Visualization Workshop

Posted in Talks, Visualization

We’re running a short series of Workshops on Visualization for Humanities Scholars this week at McGill. This page is our quick go-to-guide for the sessions, but it isn’t exhaustive by any means.

On Tuesday we focused on thinking through Visualization, and what it means in terms of ideas of representation. We also briefly looked over Johanna Drucker’s distinction between Data (given) and Capta (taken), and what it might mean for the uses of visualization as creative interpretation in the humanities. And we spent an hour or so exploring D3, Voyant, and the GPS Visualizer – taking peek under the hood in some instances, or just getting used to the tools themselves.

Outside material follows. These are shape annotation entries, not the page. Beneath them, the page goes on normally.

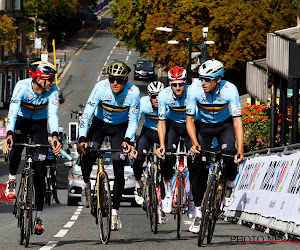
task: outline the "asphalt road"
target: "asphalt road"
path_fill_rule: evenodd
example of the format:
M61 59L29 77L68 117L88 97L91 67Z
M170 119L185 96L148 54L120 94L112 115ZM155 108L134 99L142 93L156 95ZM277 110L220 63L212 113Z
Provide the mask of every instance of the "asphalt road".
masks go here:
M103 67L109 59L126 60L133 69L139 54L128 51L125 47L116 45L107 28L111 18L109 15L102 19L103 28L95 35L90 43L72 58L73 63L60 82L64 92L65 102L60 106L60 124L68 130L71 121L70 112L78 109L79 104L85 104L94 84L104 79ZM141 89L141 95L146 94L146 81L133 81ZM150 230L149 219L141 207L130 207L130 203L123 202L120 210L120 219L123 228L112 232L111 241L107 246L99 242L98 229L90 209L82 206L67 206L68 169L60 164L58 196L61 204L45 206L43 221L45 232L41 236L33 235L30 240L30 249L196 249L197 235L188 232L191 219L183 217L182 239L176 238L176 221L168 215L167 224L159 225L158 234ZM0 165L0 182L6 181L8 166ZM18 178L20 179L20 178ZM23 249L19 246L19 230L17 221L12 215L12 204L0 204L0 246L1 249ZM287 242L256 242L262 240L280 240L281 238L266 235L249 227L240 226L225 221L216 225L212 244L205 245L207 249L295 249L295 243ZM244 244L242 242L251 241Z

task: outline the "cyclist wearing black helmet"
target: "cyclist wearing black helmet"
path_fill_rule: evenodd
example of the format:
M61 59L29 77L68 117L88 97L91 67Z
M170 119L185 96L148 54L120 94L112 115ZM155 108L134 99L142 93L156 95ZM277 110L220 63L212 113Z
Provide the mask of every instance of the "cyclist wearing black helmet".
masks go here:
M164 88L164 84L160 81L150 82L147 86L147 96L141 98L141 107L139 120L142 115L145 115L144 126L141 135L137 141L138 156L134 161L132 168L136 178L135 201L137 204L143 204L142 181L141 175L143 172L143 163L145 161L145 153L153 146L154 143L159 143L157 134L158 122L158 93Z
M7 198L15 197L16 174L21 161L22 147L15 147L14 142L26 142L31 136L34 143L48 144L47 118L52 133L53 152L58 155L61 143L58 140L58 89L54 84L56 71L49 62L37 61L29 66L31 78L17 82L10 101L7 115L7 136L3 141L3 153L9 156L9 181L5 194ZM11 141L10 146L8 140ZM54 146L54 142L57 146ZM34 155L34 187L36 204L35 233L44 231L42 224L42 210L45 192L45 159L46 148L35 149Z
M113 153L114 188L112 209L112 230L121 229L118 217L124 189L125 156L134 149L135 133L138 125L140 90L128 82L130 68L115 61L108 66L108 79L99 81L92 90L79 124L79 146L83 154L82 175L85 182L84 195L89 207L91 183L90 173L97 155L83 147L99 149L104 137L111 137L111 148L121 149L123 153ZM91 118L93 121L89 127Z

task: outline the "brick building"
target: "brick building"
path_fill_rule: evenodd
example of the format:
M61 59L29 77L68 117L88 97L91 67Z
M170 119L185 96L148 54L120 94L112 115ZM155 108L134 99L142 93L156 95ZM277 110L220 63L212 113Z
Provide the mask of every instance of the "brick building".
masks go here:
M0 108L8 107L17 81L28 76L26 58L26 24L22 0L0 0L0 15L6 14L16 19L17 48L8 51L0 47Z

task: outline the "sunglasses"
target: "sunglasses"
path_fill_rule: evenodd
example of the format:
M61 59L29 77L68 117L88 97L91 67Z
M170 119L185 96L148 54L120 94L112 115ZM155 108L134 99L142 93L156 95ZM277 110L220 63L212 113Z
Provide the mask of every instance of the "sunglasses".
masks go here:
M122 78L115 78L115 77L109 76L108 80L109 80L110 83L114 83L116 81L117 84L123 84L125 79L123 77Z
M158 95L150 95L151 99L156 99L156 97L158 97Z
M200 76L199 79L203 82L209 83L212 82L213 80L216 80L215 77L204 77L204 76Z
M48 78L42 78L43 80L47 80L49 82L53 82L55 80L55 75L54 76L51 76L51 77L48 77Z
M171 86L172 87L177 87L179 85L179 87L182 87L182 86L184 86L185 85L185 82L172 82L171 83Z

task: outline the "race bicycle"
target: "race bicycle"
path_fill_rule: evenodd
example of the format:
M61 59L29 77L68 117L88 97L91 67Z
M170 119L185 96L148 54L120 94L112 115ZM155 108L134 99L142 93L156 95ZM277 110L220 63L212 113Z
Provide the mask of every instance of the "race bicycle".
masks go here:
M202 217L198 235L198 246L201 247L207 231L207 244L211 243L216 222L222 212L221 205L225 198L226 173L223 163L224 158L233 159L234 156L223 154L221 151L201 150L210 156L213 163L213 171L209 174L206 191L202 200ZM238 154L238 158L239 158Z
M8 145L10 145L10 140ZM25 165L21 175L21 182L14 203L13 214L18 219L20 228L20 245L28 247L30 235L33 234L34 221L32 211L35 208L34 182L33 182L33 151L34 148L51 148L50 145L29 143L14 143L14 146L26 147Z
M122 152L122 150L92 148L87 148L87 150L98 154L96 182L94 187L92 187L91 192L91 214L95 217L96 224L98 224L99 236L102 244L107 244L111 233L112 198L109 178L105 171L103 156L108 152Z

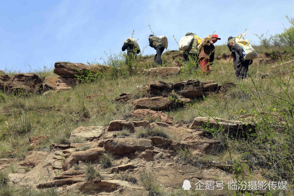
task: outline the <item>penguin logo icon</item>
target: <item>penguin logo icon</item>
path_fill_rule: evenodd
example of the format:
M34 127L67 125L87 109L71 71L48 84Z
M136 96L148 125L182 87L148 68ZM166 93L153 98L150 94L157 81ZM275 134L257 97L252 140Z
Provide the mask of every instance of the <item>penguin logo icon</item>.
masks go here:
M186 180L184 181L183 183L183 185L182 188L184 189L184 190L190 190L190 189L192 187L191 186L191 183L190 181L187 180Z

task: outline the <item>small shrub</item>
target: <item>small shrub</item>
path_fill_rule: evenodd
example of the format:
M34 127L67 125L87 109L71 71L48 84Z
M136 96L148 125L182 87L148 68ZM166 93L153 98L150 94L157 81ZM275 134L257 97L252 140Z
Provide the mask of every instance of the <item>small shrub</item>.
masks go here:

Thursday we went more in depth on using open access tools like Voyant, Density Design Raw, and GPS Visualizer and how they can present different kinds of data. Our examples will use a small corpus of novels by Mark Twain (see below!) which have been preloaded into Voyant, and for which we’ve prepared some Geoparsed data. There’s nothing hard and fast here – the geoparsed data is problematic – we’ll explore cleaning it, and how it might be used in GPS Visualizer or Google Earth.

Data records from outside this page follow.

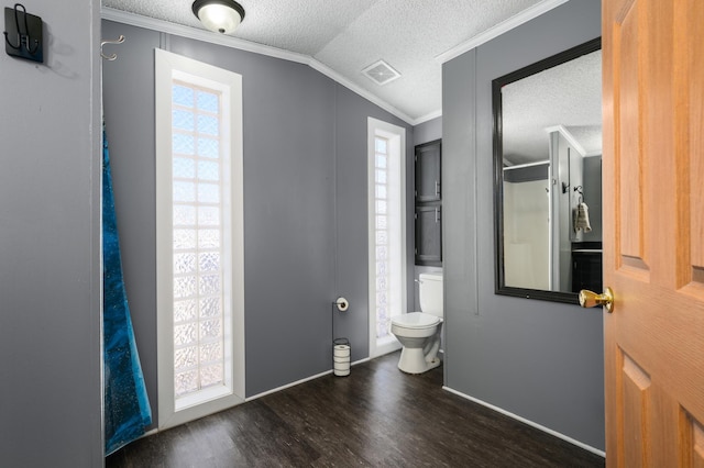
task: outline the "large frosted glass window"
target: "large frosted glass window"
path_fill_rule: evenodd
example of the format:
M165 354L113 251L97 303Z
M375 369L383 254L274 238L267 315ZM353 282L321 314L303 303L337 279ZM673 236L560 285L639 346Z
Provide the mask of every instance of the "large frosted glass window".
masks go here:
M224 386L226 321L231 315L224 286L231 282L230 230L222 177L229 158L222 148L221 93L174 81L173 255L174 392L176 400Z
M241 77L156 51L160 427L244 400Z

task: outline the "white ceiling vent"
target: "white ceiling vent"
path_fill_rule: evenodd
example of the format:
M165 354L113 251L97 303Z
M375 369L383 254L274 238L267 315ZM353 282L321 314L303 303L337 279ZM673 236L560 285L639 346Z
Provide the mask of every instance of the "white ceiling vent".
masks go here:
M375 62L362 70L362 74L375 83L383 86L400 77L400 74L384 60Z

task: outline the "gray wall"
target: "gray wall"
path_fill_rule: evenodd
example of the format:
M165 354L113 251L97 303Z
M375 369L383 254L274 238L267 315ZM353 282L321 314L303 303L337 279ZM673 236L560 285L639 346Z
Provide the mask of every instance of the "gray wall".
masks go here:
M446 386L604 448L600 311L494 294L492 80L601 34L570 1L443 65Z
M96 467L100 2L25 5L45 63L0 55L0 465Z
M333 327L334 337L350 338L353 361L367 357L367 116L407 129L409 163L413 129L305 65L110 21L102 34L127 37L118 59L105 63L103 99L125 285L154 414L160 44L243 77L246 395L330 370ZM413 215L408 222L413 232ZM411 254L409 243L409 265ZM409 296L410 288L409 280ZM344 313L333 312L338 296L350 301Z
M590 208L592 231L584 234L585 242L602 242L602 157L584 158L584 202Z

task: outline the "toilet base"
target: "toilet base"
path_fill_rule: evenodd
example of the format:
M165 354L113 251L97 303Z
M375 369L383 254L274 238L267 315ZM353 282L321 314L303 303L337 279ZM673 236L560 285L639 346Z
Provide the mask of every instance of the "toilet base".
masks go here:
M438 366L440 366L440 358L436 356L426 360L422 348L404 347L398 359L398 368L406 374L422 374Z

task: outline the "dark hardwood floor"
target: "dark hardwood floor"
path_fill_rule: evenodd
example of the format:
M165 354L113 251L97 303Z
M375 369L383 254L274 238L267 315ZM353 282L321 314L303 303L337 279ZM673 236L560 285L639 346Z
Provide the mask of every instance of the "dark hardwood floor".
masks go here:
M113 467L603 467L572 444L442 390L398 353L135 441Z

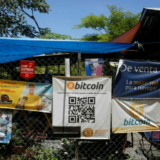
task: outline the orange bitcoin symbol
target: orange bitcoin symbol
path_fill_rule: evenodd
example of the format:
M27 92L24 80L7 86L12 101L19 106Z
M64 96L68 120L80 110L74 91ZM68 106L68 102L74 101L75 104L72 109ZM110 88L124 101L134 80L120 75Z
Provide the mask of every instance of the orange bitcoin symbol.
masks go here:
M68 82L67 83L67 88L68 89L73 89L74 88L74 83L73 82Z
M133 103L130 106L130 114L135 118L142 116L144 114L144 106L140 103Z
M86 128L83 130L84 137L92 137L93 136L93 130L91 128Z

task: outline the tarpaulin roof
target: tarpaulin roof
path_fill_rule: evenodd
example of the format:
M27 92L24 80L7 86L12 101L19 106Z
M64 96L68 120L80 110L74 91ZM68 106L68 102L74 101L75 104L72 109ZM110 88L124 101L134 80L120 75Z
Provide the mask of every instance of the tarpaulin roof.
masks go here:
M0 63L41 54L75 52L105 54L132 47L132 43L56 41L46 39L0 38Z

We’ll also look at some of the statistical data Voyant can output using its export functions from various tools.
For things to read, scroll all the way to the bottom.

Open Data

“The Open Definition sets out principles that define “openness” in relation to data and content. It makes precise the meaning of “open” in the terms “open data” and “open content” and thereby ensures interoperability between different pools of open material. It can be summed up in the statement that: “A piece of data or content is open if anyone is free to use, reuse, and redistribute it — subject only, at most, to the requirement to attribute and/or share-alike.” (http://opendefinition.org/)

  1. make your stuff available on the Web (whatever format) under an open license
  2. make it available as structured data (e.g., Excel instead of image scan of a table)
  3. use non-proprietary formats (e.g., CSV instead of Excel)
  4. use URIs to denote things, so that people can point at your stuff
  5. link your data to other data to provide context

(http://5stardata.info/)

What is ‘Data Representation’?

“By data representation is meant, in general, any convention for the arrangement of things in the physical world in such a way as to enable information to be encoded and later decoded by suitable automatic systems.” (Sperberg-McQueen & Dubin, http://guide.dhcuration.org/representation/)

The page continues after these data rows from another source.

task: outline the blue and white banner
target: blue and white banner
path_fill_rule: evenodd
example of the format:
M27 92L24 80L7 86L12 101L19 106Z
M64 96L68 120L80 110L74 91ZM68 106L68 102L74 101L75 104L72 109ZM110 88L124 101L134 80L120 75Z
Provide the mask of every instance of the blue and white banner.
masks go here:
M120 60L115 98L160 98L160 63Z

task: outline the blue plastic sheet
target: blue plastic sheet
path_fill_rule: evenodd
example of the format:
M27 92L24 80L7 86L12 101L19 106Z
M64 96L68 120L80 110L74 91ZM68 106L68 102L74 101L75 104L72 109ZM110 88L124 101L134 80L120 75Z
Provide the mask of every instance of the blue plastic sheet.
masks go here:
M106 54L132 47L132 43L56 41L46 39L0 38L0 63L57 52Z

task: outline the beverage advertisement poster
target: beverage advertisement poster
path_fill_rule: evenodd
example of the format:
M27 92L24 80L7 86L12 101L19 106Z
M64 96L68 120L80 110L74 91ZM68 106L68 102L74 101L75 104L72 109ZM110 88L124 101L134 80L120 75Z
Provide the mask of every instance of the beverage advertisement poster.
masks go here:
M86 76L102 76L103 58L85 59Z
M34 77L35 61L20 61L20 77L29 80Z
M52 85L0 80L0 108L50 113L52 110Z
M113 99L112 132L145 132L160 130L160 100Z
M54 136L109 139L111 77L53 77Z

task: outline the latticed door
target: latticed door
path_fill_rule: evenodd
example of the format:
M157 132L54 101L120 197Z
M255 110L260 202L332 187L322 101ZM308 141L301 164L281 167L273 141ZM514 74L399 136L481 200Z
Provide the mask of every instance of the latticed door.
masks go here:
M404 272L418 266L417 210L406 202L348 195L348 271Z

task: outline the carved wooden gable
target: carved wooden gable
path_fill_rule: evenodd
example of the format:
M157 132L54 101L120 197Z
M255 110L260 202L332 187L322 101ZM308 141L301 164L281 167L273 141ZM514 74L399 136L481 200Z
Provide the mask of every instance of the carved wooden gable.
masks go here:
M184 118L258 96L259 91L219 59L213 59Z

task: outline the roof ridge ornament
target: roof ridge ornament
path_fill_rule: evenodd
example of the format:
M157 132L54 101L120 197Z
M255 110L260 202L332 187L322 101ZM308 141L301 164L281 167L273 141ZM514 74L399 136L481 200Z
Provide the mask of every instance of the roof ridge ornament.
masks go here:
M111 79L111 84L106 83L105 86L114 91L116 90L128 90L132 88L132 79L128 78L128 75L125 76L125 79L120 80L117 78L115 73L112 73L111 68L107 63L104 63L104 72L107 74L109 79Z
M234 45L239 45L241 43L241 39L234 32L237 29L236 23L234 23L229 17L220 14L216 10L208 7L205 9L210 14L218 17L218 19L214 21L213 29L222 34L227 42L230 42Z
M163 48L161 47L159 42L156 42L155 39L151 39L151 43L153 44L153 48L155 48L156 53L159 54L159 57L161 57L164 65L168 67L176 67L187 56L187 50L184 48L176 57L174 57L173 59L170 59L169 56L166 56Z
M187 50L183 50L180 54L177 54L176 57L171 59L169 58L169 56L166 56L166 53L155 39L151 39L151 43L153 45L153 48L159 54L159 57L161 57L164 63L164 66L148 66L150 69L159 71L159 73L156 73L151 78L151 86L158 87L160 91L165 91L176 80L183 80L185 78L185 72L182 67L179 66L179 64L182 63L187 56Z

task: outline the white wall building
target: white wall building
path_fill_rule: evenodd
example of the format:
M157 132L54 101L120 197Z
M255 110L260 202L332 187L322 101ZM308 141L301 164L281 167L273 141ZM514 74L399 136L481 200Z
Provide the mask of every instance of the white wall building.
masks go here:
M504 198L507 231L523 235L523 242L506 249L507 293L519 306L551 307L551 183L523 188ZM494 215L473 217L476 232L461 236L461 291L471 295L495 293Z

Using any form of data depends on how it created, and what kinds of structure (even the most unstructured texts have data structures) are involved.

Unstructured vs Structured

Unstructured data has free flowing content where the meaning and nature of the content isn’t inherently described. Sturctured data contains metadata elements within or around the data contents that describe what the data is, and often its relationship to the whole. Craig Bellamy describes it as “Pre-defined and machine-readable, a locatable, sometimes relational ‘data model’ usually of real-world objects.” (http://www.craigbellamy.net/2013/08/14/resources-data/)

Unstructured Structured Semi-Structured
Word, Image, Sound, Video documents Databases, Spreadsheets, Metadata Webpages – have metadata elements (tags), but within them are large unstructured contents, often prose, or images etc.

What is Humanities ‘Data’?

  • Files: Documents, Images, Sound & Video files, Databases, Spreadsheets, etc.
  • Metadata: Data describing other items, or data – Bibliographic tools, file creation information, etc.
  • Others?: Prosopographical & Biographical information, Geographical, Spatial, Chronological, Economic / Commercial, etc.

Any form of humanistic production – any artifact, or information about an artifact. Potentially all encompassing. Can be structured – tabular – data, contained in spreadsheets; can be electronic texts like novels, digital sound, image, and video files; unstructured prose works; semi-structured print…

As humanities scholars we produce data all the time, but we might not think of it as data-per-se because of how we think about the information we collect, how we structure it. Humanities scholars, outside of using bibliographic tools, aren’t usually bound to data standards.

The internet remains largely a realm of unstructured data. Open Data, Linked Open Data, and The Semantic Web, are various routes towards trying to provide some basic structure to the web’s data ecology.

Some Datasets

@McGill

Texts

Thinking through Humanities Visualization

Why Visualize? What does Visualizing Data bring to the Humanities? – new modes of interpretative analysis, new insights, new ways of thinking about what it is we do as scholars, but also how we do it. Our analytical creativity has always rested in prose-based analysis – how do digital media, and the interests they create, offer us new ways of arguing, exploring, and being intellectually creative?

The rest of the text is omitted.